乙郎さん

エル ELLEの乙郎さんのレビュー・感想・評価

エル ELLE(2016年製作の映画)
2.5
 ポール・バーホーベンの長編としては10年ぶりとなる作品。

 バーホーベンがやってくる。やあ、やあ、やあ。
 ポスターの無表情な女ににらまれた瞬間から映画経験は始まっているのだ。

 物語はイザベル・ユベール演じるゲーム会社の社長・ミシェルが正体不明の男に強姦されるところから始まる。
 かといって、この映画は復讐を題材にした映画に舵を取るでもなく、犯人探しのミステリーにも転がっていかない。
 事件が起こったからには、登場する男すべて疑いの目で見るほかないのだが、男はそろいもそろって駄目なやつばかり。
 つまり、このあたりは決して観客の求めるわかりやすい娯楽映画としては進んでいないわけです。まあ、それがバーホーベンなわけですが。

 僕がこの映画で特徴的だと感じたのが、最初観たとき人物の間の関係性がとにかくつかみにくいところ。
 たとえば、最初にミシェルの息子(ジョナ・ブロケ)が出てきたとき、『ピアニスト』('01)のユベールのイメージも相まって、年の離れた恋人なのかなーと思えてくる。ロベール(クリスチャン・ベルケル)との関係性も、単なるセックスフレンドなのかなと思っていたら、親友の夫との不倫だったというかなりゲスな事実が追って示される。母親のアイリーンが整形を重ねて極端な若づくりをしているがために、ミシェルと親子に見えないというのはその最たるものだろう。
 あと、関係性をつかみにくくしている理由の一つに、あまり会話が成立していないところもある。ミシェルとか、本当に人の話に答えるという話術をしていない。

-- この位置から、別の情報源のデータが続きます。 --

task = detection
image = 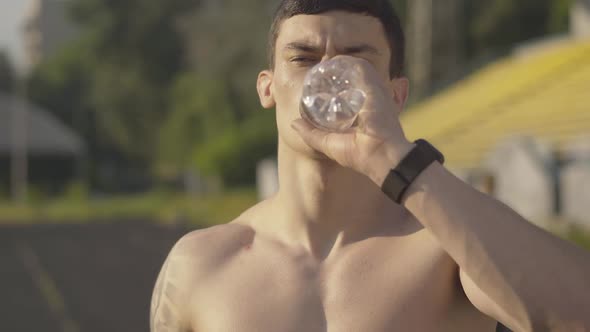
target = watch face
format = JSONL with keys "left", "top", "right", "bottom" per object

{"left": 416, "top": 139, "right": 445, "bottom": 164}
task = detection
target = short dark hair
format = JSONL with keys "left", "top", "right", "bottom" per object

{"left": 268, "top": 0, "right": 405, "bottom": 78}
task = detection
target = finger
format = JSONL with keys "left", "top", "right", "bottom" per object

{"left": 291, "top": 119, "right": 331, "bottom": 153}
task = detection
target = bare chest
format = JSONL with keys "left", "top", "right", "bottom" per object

{"left": 190, "top": 239, "right": 494, "bottom": 332}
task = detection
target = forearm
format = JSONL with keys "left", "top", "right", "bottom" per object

{"left": 400, "top": 162, "right": 590, "bottom": 330}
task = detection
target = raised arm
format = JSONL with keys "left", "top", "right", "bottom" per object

{"left": 391, "top": 162, "right": 590, "bottom": 332}
{"left": 289, "top": 56, "right": 590, "bottom": 332}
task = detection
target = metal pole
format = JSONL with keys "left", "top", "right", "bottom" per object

{"left": 10, "top": 78, "right": 28, "bottom": 203}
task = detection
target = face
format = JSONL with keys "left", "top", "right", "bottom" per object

{"left": 257, "top": 11, "right": 405, "bottom": 158}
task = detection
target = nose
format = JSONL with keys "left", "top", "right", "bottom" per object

{"left": 320, "top": 40, "right": 340, "bottom": 62}
{"left": 319, "top": 53, "right": 334, "bottom": 63}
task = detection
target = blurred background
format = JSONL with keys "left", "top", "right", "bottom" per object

{"left": 0, "top": 0, "right": 589, "bottom": 331}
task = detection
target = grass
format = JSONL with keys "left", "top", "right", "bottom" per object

{"left": 2, "top": 191, "right": 589, "bottom": 252}
{"left": 0, "top": 188, "right": 259, "bottom": 227}
{"left": 562, "top": 225, "right": 590, "bottom": 251}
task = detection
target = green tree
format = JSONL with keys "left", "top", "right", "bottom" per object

{"left": 27, "top": 42, "right": 93, "bottom": 134}
{"left": 548, "top": 0, "right": 573, "bottom": 33}
{"left": 66, "top": 0, "right": 199, "bottom": 160}
{"left": 169, "top": 0, "right": 278, "bottom": 186}
{"left": 193, "top": 111, "right": 277, "bottom": 187}
{"left": 180, "top": 0, "right": 273, "bottom": 119}
{"left": 27, "top": 0, "right": 200, "bottom": 191}
{"left": 157, "top": 74, "right": 236, "bottom": 178}
{"left": 28, "top": 0, "right": 578, "bottom": 190}
{"left": 467, "top": 0, "right": 572, "bottom": 55}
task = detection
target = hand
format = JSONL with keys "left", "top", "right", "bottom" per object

{"left": 291, "top": 55, "right": 415, "bottom": 185}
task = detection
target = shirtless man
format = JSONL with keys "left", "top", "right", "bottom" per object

{"left": 150, "top": 1, "right": 590, "bottom": 331}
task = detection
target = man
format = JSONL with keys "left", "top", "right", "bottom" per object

{"left": 150, "top": 1, "right": 590, "bottom": 331}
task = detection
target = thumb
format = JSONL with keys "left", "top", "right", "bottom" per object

{"left": 290, "top": 118, "right": 314, "bottom": 133}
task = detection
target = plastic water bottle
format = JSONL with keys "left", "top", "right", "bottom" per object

{"left": 300, "top": 57, "right": 367, "bottom": 132}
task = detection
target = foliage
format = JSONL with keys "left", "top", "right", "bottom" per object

{"left": 157, "top": 73, "right": 236, "bottom": 177}
{"left": 27, "top": 41, "right": 93, "bottom": 136}
{"left": 161, "top": 0, "right": 279, "bottom": 184}
{"left": 193, "top": 111, "right": 277, "bottom": 187}
{"left": 26, "top": 0, "right": 280, "bottom": 189}
{"left": 68, "top": 0, "right": 198, "bottom": 157}
{"left": 548, "top": 0, "right": 573, "bottom": 33}
{"left": 467, "top": 0, "right": 573, "bottom": 55}
{"left": 26, "top": 0, "right": 203, "bottom": 190}
{"left": 563, "top": 225, "right": 590, "bottom": 251}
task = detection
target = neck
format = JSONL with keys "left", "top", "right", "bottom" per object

{"left": 266, "top": 139, "right": 401, "bottom": 260}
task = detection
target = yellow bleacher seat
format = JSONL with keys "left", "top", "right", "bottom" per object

{"left": 402, "top": 40, "right": 590, "bottom": 170}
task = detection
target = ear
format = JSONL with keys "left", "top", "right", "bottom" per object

{"left": 257, "top": 70, "right": 276, "bottom": 109}
{"left": 390, "top": 77, "right": 410, "bottom": 112}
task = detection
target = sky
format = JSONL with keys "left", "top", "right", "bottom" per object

{"left": 0, "top": 0, "right": 32, "bottom": 72}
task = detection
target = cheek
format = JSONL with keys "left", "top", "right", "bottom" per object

{"left": 273, "top": 65, "right": 307, "bottom": 105}
{"left": 276, "top": 76, "right": 298, "bottom": 96}
{"left": 274, "top": 69, "right": 305, "bottom": 132}
{"left": 275, "top": 76, "right": 303, "bottom": 103}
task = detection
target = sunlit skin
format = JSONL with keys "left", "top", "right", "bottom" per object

{"left": 150, "top": 11, "right": 590, "bottom": 332}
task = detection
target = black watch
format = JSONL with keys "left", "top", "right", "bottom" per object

{"left": 381, "top": 139, "right": 445, "bottom": 204}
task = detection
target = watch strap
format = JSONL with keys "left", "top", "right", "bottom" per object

{"left": 381, "top": 139, "right": 444, "bottom": 204}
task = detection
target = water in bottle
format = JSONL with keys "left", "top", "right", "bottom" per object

{"left": 300, "top": 57, "right": 367, "bottom": 132}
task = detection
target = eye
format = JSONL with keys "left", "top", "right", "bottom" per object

{"left": 290, "top": 56, "right": 318, "bottom": 65}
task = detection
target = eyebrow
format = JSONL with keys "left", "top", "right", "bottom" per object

{"left": 284, "top": 42, "right": 380, "bottom": 55}
{"left": 342, "top": 44, "right": 380, "bottom": 55}
{"left": 284, "top": 42, "right": 322, "bottom": 53}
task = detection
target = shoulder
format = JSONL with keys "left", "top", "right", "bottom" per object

{"left": 169, "top": 223, "right": 255, "bottom": 274}
{"left": 150, "top": 224, "right": 255, "bottom": 330}
{"left": 166, "top": 198, "right": 272, "bottom": 275}
{"left": 176, "top": 223, "right": 255, "bottom": 249}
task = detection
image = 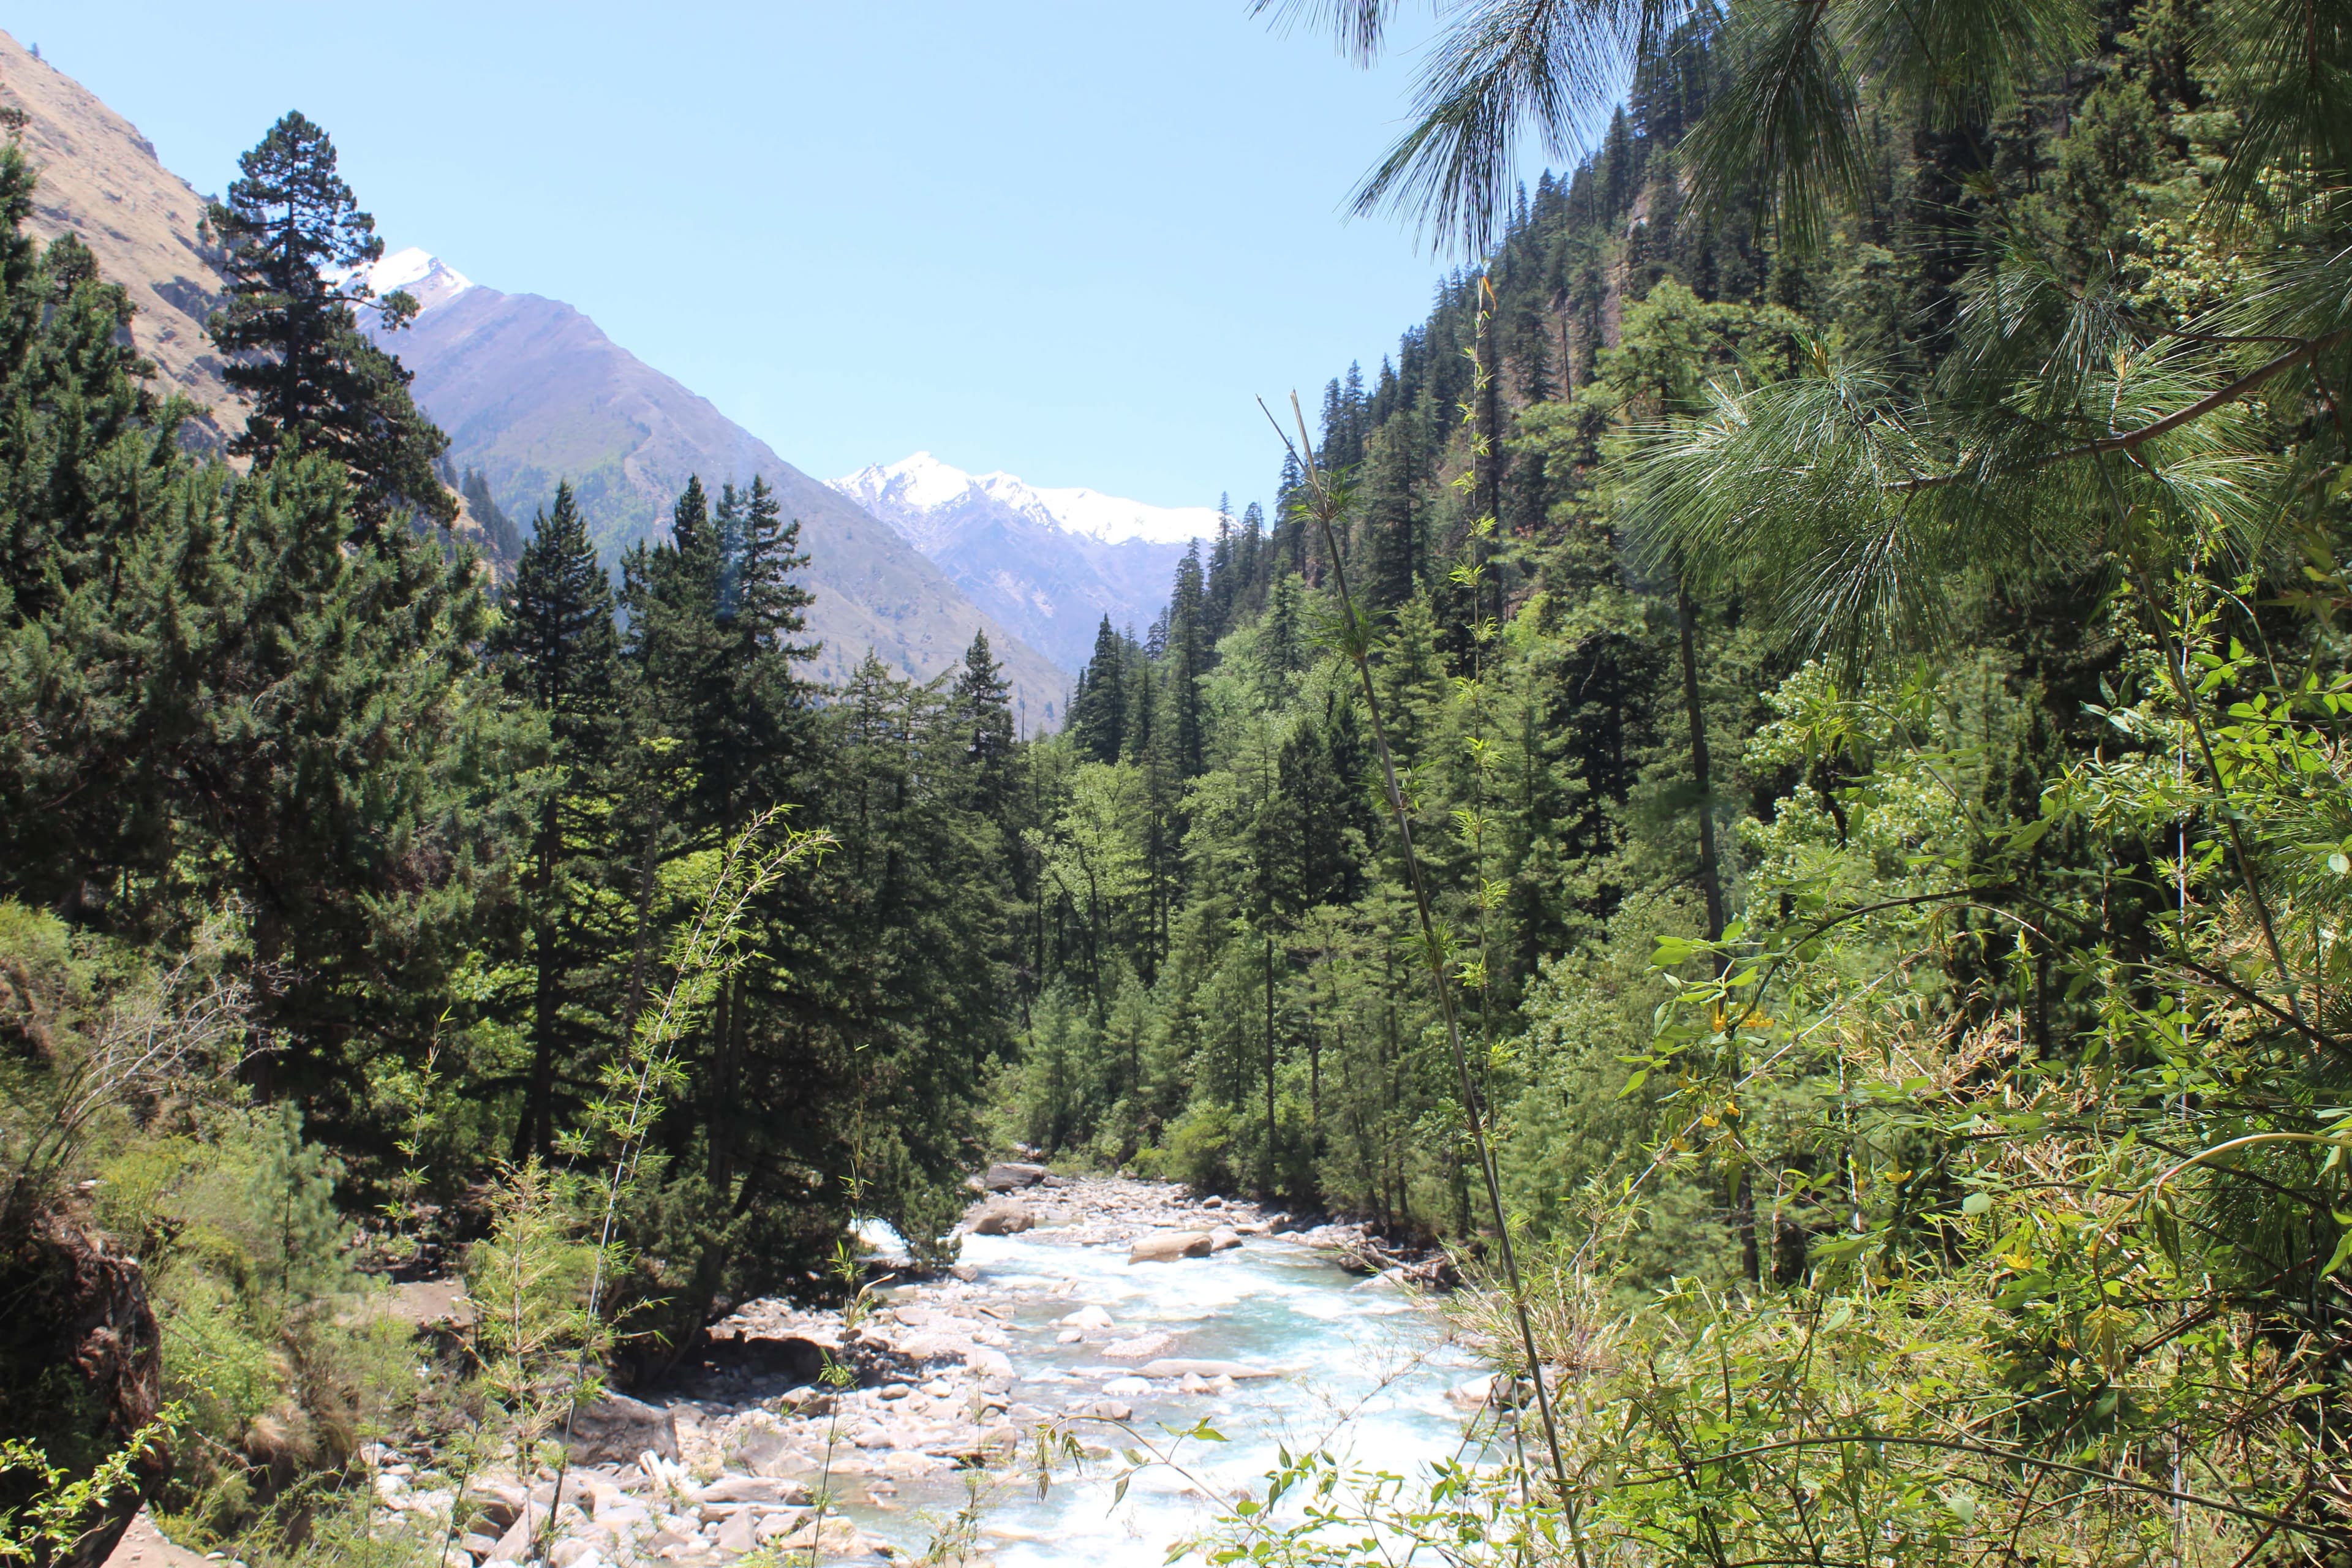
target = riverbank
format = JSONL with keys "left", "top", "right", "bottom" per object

 このように、関係性がつかみづらい中で、ミシェルは倫理的ではない生い立ち(殺人者の娘であり物ごころつかないうちに世間の奇異の目にさらされた)を経て、本人も非倫理的な行為の真っただ中にいる中で、非倫理的な欲望を具現化して大衆に売りつける仕事をしている、というのが大きな流れとなる。
 そのさなかで、表面化していない「非倫理的なこと」というのがいつくもあるのだけれども、それが真昼の闖入者によって白日のもとにさらされ、ミシェル自身が非倫理的なものと折り合いをつけていく、というのが物語の構造となるのだろう。

 こう考えると、ポール・バーホーベンというのは、画面に映るものの下世話さとは対比的に、倫理的な作家といえるのかもしれない。

 僕自身は、終盤に行くに従って収まっていく感じに、多少物足りなさを感じたのも事実である。